Attraverso Virgilio Dante chiede a Ulisse come è morto. In questa richiesta si
manifesta l’interesse di Dante per la storia di questo personaggio e quindi per la
cultura classica. Egli supplica il suo maestro: “S’ei posson dentro de quelle faville
parlar maestro, assai ten priego e ripiego, che ‘l priego vaglia mille, che non mi facci
de l’attender niego fin che la fiamma cornuta qua vegna; vedi che del disio ver’ lei mi
piego!” (canto XXVI, vv.
64-69).
Il fatto che Virgilio abbia il ruolo di tramite tra Dante e Ulisse non è
casuale: simboleggia il ponte che il poeta rappresentava tra Dante e la cultura
greca. Ulisse narra a Dante e a Virgilio una storia diversa da quella dell’Odissea di
Omero. Racconta che partito dall’isola di Circe non tornò in patria, ad Itaca, ma
intraprese con i suoi compagni un viaggio senza ritorno: dopo aver navigato per lungo
tempo giunge alle colonne d’Ercole e le supera, morendo. Questa versione del viaggio
di Ulisse evidenzia ed esalta, ma allo stesso tempo critica, il suo interesse a conoscere
il mondo. Dante dunque interpreta Ulisse in modo diverso rispetto Omero: Ulisse
è l’uomo da apprezzare per la sua curiosità e viene punito perché aveva sfidato
Dio. Il salto qualitativo dell’Ulisse dantesco, rispetto a quello omerico, sta nel fatto
che il suo ingegno non è sottomesso a Dio. Dante esprime questo concetto con
l’aggettivo “folle” riferito al “volo” (“e volta nostra poppa nel mattino, de’ remi
facemmo ali al folle volo, sempre acquistando dal lato mancino” ; canto XXVI, vv. 124-
125) assume il significato di temerario nel senso di sfida nei confronti di Dio e quindi
peccaminoso (ritroviamo quest’aggetivo anche al verso 35 del canto II).

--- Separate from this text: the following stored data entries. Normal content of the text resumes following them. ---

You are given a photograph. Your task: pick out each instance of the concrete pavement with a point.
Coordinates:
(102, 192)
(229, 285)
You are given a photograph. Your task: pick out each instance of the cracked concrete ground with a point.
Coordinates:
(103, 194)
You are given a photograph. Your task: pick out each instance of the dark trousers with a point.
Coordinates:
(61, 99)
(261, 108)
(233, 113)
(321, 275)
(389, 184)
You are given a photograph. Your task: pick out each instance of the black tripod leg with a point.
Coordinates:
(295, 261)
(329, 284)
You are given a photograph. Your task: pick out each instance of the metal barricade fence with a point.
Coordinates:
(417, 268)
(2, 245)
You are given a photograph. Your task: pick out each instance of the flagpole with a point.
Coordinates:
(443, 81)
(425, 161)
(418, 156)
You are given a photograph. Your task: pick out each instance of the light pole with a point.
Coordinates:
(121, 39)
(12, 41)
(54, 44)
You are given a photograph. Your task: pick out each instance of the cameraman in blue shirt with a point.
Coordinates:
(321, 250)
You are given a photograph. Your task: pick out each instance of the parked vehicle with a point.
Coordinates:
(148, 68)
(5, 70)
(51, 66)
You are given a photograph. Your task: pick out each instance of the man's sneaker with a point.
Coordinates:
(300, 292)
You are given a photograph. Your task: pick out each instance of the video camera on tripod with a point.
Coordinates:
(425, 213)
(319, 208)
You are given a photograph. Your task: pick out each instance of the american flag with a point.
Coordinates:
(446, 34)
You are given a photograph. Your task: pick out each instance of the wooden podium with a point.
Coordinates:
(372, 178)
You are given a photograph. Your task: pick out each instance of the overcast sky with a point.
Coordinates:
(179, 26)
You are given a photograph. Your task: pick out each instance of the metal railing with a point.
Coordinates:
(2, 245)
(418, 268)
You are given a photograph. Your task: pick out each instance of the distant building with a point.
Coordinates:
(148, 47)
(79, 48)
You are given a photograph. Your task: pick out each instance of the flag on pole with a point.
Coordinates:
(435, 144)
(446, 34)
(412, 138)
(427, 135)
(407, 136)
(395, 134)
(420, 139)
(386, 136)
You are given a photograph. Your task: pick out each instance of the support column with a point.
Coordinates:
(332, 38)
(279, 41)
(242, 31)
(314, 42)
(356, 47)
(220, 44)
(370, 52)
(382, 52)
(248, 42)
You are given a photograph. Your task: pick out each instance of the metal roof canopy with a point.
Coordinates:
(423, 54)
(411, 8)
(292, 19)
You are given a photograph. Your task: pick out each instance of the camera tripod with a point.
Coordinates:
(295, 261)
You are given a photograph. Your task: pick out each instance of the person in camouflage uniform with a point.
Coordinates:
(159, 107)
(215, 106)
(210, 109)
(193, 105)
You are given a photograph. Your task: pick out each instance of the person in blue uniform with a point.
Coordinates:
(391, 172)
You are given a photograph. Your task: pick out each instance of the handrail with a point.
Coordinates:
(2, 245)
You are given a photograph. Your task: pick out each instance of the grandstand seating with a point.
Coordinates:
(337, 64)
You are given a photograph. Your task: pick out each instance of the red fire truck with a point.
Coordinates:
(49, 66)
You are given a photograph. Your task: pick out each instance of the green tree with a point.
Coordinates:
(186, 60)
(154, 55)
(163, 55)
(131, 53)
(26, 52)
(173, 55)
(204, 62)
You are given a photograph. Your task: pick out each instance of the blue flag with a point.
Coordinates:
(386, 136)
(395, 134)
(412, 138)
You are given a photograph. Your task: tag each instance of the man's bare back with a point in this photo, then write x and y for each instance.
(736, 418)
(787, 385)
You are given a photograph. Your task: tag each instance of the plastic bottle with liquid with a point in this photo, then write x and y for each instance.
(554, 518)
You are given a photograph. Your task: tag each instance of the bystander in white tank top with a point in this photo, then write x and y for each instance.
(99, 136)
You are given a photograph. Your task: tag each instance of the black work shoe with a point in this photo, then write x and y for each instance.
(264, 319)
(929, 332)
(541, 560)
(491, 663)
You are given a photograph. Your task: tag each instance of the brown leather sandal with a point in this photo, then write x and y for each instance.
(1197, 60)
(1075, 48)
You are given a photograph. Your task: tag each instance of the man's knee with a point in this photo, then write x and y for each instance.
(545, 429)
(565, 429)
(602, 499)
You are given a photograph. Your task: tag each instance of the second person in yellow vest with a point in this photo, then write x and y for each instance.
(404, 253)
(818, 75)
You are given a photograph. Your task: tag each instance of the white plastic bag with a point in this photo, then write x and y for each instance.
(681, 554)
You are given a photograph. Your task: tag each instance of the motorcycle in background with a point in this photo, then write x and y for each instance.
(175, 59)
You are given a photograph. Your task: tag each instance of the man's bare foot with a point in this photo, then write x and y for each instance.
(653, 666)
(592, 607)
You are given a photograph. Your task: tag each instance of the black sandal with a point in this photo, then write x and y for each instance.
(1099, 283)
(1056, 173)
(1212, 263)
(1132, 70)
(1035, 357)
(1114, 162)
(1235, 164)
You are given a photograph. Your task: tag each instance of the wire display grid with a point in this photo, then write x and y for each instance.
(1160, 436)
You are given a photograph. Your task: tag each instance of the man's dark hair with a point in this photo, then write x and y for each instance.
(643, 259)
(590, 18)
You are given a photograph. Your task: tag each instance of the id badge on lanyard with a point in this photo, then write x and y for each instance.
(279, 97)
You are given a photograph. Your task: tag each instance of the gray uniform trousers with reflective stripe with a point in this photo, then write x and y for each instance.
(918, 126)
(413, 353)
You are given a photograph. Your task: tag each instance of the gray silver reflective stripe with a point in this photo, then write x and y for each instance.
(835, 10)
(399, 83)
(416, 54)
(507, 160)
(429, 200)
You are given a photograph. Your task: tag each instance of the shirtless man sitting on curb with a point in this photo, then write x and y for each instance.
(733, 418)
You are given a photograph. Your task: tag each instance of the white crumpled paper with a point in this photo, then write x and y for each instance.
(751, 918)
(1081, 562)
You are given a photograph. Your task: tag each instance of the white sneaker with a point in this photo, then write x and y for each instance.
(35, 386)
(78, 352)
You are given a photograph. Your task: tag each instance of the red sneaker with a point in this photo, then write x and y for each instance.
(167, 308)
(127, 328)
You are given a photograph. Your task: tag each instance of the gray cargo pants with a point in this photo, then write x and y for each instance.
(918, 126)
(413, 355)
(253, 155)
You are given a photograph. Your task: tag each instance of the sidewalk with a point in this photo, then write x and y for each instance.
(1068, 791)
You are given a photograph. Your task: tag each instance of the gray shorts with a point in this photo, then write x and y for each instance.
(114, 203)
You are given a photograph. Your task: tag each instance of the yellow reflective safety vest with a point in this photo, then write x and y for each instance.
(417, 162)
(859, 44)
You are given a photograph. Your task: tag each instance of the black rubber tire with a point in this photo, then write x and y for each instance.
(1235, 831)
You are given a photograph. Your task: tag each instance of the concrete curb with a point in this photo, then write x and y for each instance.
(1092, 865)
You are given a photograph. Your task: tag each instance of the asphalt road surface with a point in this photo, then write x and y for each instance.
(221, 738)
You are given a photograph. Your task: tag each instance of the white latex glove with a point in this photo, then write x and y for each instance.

Dante riprende il personaggio di Omero ma ne cambia la storia, il giudizio nei


suoi confronti, il significato morale, cosa mai accaduta con i personaggi di opere
di Virgilio:

 L’intelletto dell’Ulisse omerico è al di sotto della “pietas”, di Dio;


 L’Ulisse dantesco non ha nessuna restrizione morale alla sete di
conoscenza e per questo arriva a trasgredire il limite divino (le colonne
d’Ercole).
Dante apprezza ma allo stesso tempo condanna le scelte e le azioni di Ulisse:
la sua approvazione sta nell’ardore di conoscenza (“vincer potevo dentro a me
l’ardore ch’io ebbi a divenir del mondo esperto e de li vizi umani e del dolore”; canto
XXVI, vv. 97-99), nella valorizzazione della dignità umana (“considerate la vostra
semenza: fatti non foste a viver come bruti ma per seguire virtute e conoscenza”;
canto XXVI, vv. 118-120), e in quella dimensione eroica di stampo classico (“non
vogliate negar l’esperienza, di restro al sol, del mondo senza gente”; canto XXVI, vv.
116-117);
Ma Dante ne condanna l’uso presuntuoso dell’ingegno (“de’ remi facemmo ali al
folle volo”; canto XXVI, v. 125), il suo orgoglio sfrenato (“misi me per l’alto mare
aperto”, canto XXVI, v. 100; “dov’Ercule segnò li suoi riguardi, acciò che l’uom più
oltre non si metta”, canto XXVI, vv. 108-109) e infine il suo uso malizioso della
parola (“li miei compagni fec’io sì aguti, con questa orazion picciola”, cannto
XXVI, vv. 121-122).
Conclusione
L’innovazione di Dante, dunque, non sta nell’inventare, nel produrre luoghi,
personaggi, o situazioni nuove, bensì nel prendere dei testi ed inserirli in un
contesto - quello sì - del tutto nuovo.